Biography: Umbra was raised in a society where the female dragons, while lean, where much larger than the male dragons. In that case, females were also dominate. While males could take leadership positions in a guard or army, they could not rule. The term "king" is simply implying that the male is the mate of the Queen, he holds no real power.

Umbra took on her roles very quickly and dominated the other dragons as a very young dragon. Once her mother passed, she became the new Queen.  She quickly become very crafty and developed a liking to play with other's minds and bodies. She does so with her pets, but uses her abilities to gain new pets and allies. She has recently found that using specially designed bodysuits is a better way to play with her pets. They respond to her mental commends and morph to whatever is needed.




Now that you read all that, the title says it all! I am bored and looking to do at least a quick roleplay. Obviously, I would prefer submissive characters as they are easier to train.

Thing or two about Sarvia:

A valley hidden in the mountains. It has a landscape that is a mix of plains and forests with various fresh and salt lakes and ponds dotting the landscape.

The valley itself drains all  magic that is not naturally found in the realm. However stability magic, as long as the character needs it to live is fine.

Once you are in, only the High Queen can grant you permission to leave. In other words, there is no going back.

Anyone not a Dragoness born in the valley is lower class.


----------



## Carrotsticksss (Aug 13, 2018)

I would be interested in this, if you'd like to discuss it further over notes!


----------



## Coltshan000 (Aug 13, 2018)

I am as well.

Would you like to RP Carrot?


----------



## NorthWoodGalaxy (Aug 13, 2018)

Feel free to rp with ideas of how your character ends up with Umbra.


----------



## Coltshan000 (Aug 13, 2018)

How about I'm a slave purchased by you?


----------



## NorthWoodGalaxy (Aug 13, 2018)

sounds good. I rp in the pms on this site.


----------



## Coltshan000 (Aug 13, 2018)

Okay, I'll PM you.


----------



## Wolf22red (Aug 14, 2018)

NorthWoodGalaxy said:


> Feel free to rp with ideas of how your character ends up with Umbra.
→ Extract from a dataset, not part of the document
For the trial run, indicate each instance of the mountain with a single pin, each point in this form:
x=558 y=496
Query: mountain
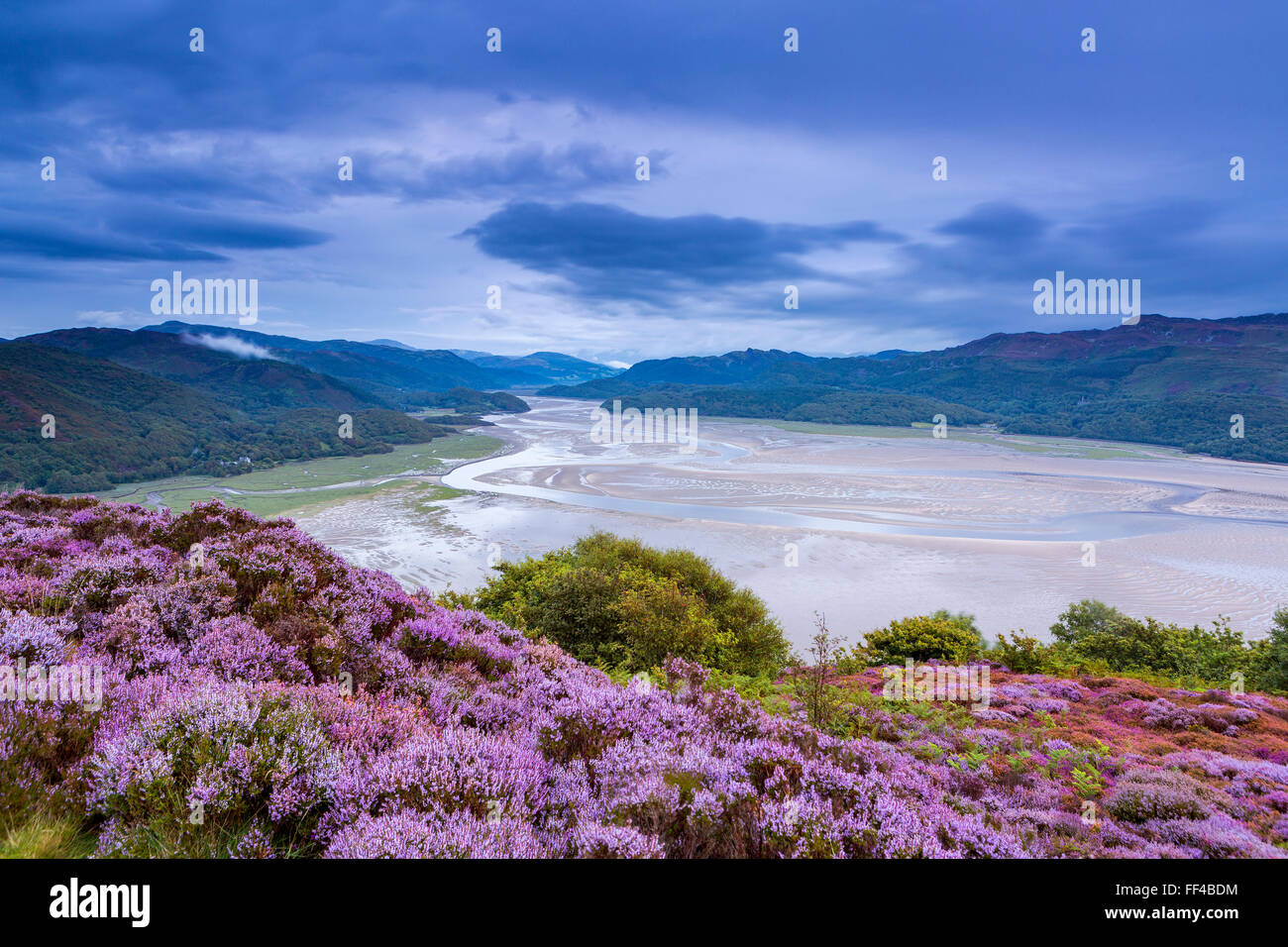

Can I send you a PM ? I am interested in a RP, I am Male and submissive


----------



## NorthWoodGalaxy (Aug 14, 2018)

Sure! Go ahead!


----------



## Máni (Aug 15, 2018)

Im very interested! 
But do you still need people? If yes, may I note you about this?


----------



## NorthWoodGalaxy (Aug 15, 2018)

I am doing one on one with many people. Feel free to pm me!


----------



## Flame ZaFoxy (Sep 27, 2019)

I'm very interested in playing with your dragon and I'd love to talk about the possibilities of making your dream a reality.

I'll dm my contacts to you if you're interested 

I primarily use discord but I promise you that you won't regret ever deciding to play with me tho ^^


----------



## Limedragon27 (Sep 27, 2019)

The links to the picture don't really work.


----------



## Flame ZaFoxy (Sep 27, 2019)

The picture?


----------



## Limedragon27 (Sep 27, 2019)

Flame ZaFoxy said:


> The picture?



The links, they don't work.


----------



## Flame ZaFoxy (Sep 29, 2019)

Kinda wish she was active ^^'


----------



## SSJ3Mewtwo (Oct 17, 2019)

Closing this due to a year-long necro.  Seriously people, read the dates of posts.


----------